THERE is one remarkable quality of her late lamented Majesty Queen Victoria to which no one of her many eulogists appears to me to have done full justice. I refer to her practical sagacity in all civic matters, — her firm grasp of administrative detail, and her broad and often very luminous view of international relations. The London correspondent of the New York Nation called attention, in fitting terms, after her death, to the moral force of her example in loyally accepting, and assisting to define, the comparatively humble position of the sovereign under that new development of the British Constitution which began with the passage of the first Reform Bill, in 1832. He had little to say, on the other hand, of her own rare political intelligence, and the acknowledged worth of the advice, at perplexing crises, of her whom we shall long continue to call the Queen. Yet ever since the far-off days when the girlish Victoria sat, figuratively, at the feet of that invaluable first tutor of hers, Lord Melbourne, every great minister whom the duties of his office brought into intimate relations with her has testified not only to her clear understanding of a constitutional ruler’s business, but to her strong common sense in all matters appertaining to la haute politique. Nor was hers, by any means, the mere flashing intuition, the curious felicity in guessing, which often enables a brilliant woman to hit the truth in matters of which she knows very little. Queen Victoria was not, in any sense of the word, a brilliant woman ; and she was intensely, and, if it be not treason to say it of so plain and candid a nature, almost ostentatiously, a womanly one. But she showed what a single purpose, a high sense of the responsibilities of her place, and the unflinching endurance of drudgery could do, by way of fitting even a moderately endowed woman to grapple vigorously with what are usually considered, in a very special sense, the affairs of men. She was, of course, trained from infancy, and most wisely trained, for her commanding position ; but she never could have acquitted herself in it as bravely and successfully as she did for more than sixty years, if she had not early learned, in the discharge of her duties as the titular head of a strictly limited monarchy, to “ scorn delights,” deprecate all empty pageantry, and literally to “ live laborious days.”
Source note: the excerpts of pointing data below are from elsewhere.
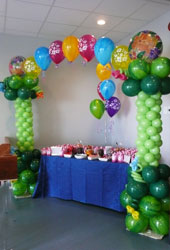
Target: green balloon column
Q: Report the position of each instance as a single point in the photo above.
(22, 88)
(146, 196)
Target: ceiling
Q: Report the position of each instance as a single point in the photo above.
(56, 19)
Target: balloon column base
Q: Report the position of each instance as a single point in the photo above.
(151, 234)
(23, 196)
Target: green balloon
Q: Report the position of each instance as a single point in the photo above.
(27, 156)
(159, 189)
(150, 174)
(165, 86)
(165, 204)
(24, 93)
(143, 109)
(155, 150)
(157, 123)
(10, 94)
(156, 109)
(131, 87)
(149, 157)
(136, 226)
(142, 96)
(36, 153)
(137, 189)
(15, 82)
(27, 177)
(145, 123)
(149, 206)
(33, 94)
(160, 67)
(151, 131)
(138, 69)
(30, 82)
(164, 171)
(126, 199)
(151, 115)
(34, 166)
(149, 144)
(97, 108)
(160, 223)
(21, 166)
(151, 84)
(32, 188)
(19, 188)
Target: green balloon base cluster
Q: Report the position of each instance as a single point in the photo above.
(24, 124)
(149, 128)
(28, 166)
(150, 198)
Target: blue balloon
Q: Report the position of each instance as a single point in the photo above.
(107, 89)
(103, 50)
(42, 58)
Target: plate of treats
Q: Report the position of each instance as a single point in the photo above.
(93, 157)
(80, 156)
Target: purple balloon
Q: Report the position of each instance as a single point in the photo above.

Now, it must, I think, be due in no small degree to the example of her late Majesty that the average Englishwoman of good birth and education has so healthful an interest in English politics, and so thorough an acquaintance both with public events and issues, and the character and record of public men. No one who has seen much of the women of England’s ruling class (I do not refer to the conspicuously fashionable, though it is true also of some of them) will dispute the fact; and it is quite as true of the many who do not desire, and might even disdain any participation in public affairs, beyond the display of colors and the distribution of smiles at a parliamentary election, as of the few who already sit on boards and address assemblies. They are brought up to regard national government as a science, and the one, of all others, which most concerns themselves and the men with whom they are identified ; and they are just as well grounded in its first principles as in the four primary rules of arithmetic. Your average educated Englishwoman can therefore converse upon the questions of the hour, with a great statesman, should he chance to sit next her at dinner, without either feeling or appearing like an affable idiot. Of how many of our own countrywomen, in “ society ” or out of it, can as much be said ? What have they, what have we, as a rule, to offer to the man of responsibility and action but dissembled interest, amateur enthusiasm, ignorant conjectures, and superficial views ? It really seems, at times, as though the women who tease most persistently for the privilege of thrusting a slender finger into the public pie were the most glaringly incompetent to such cookery, — the most broadly and hopelessly ill informed of all.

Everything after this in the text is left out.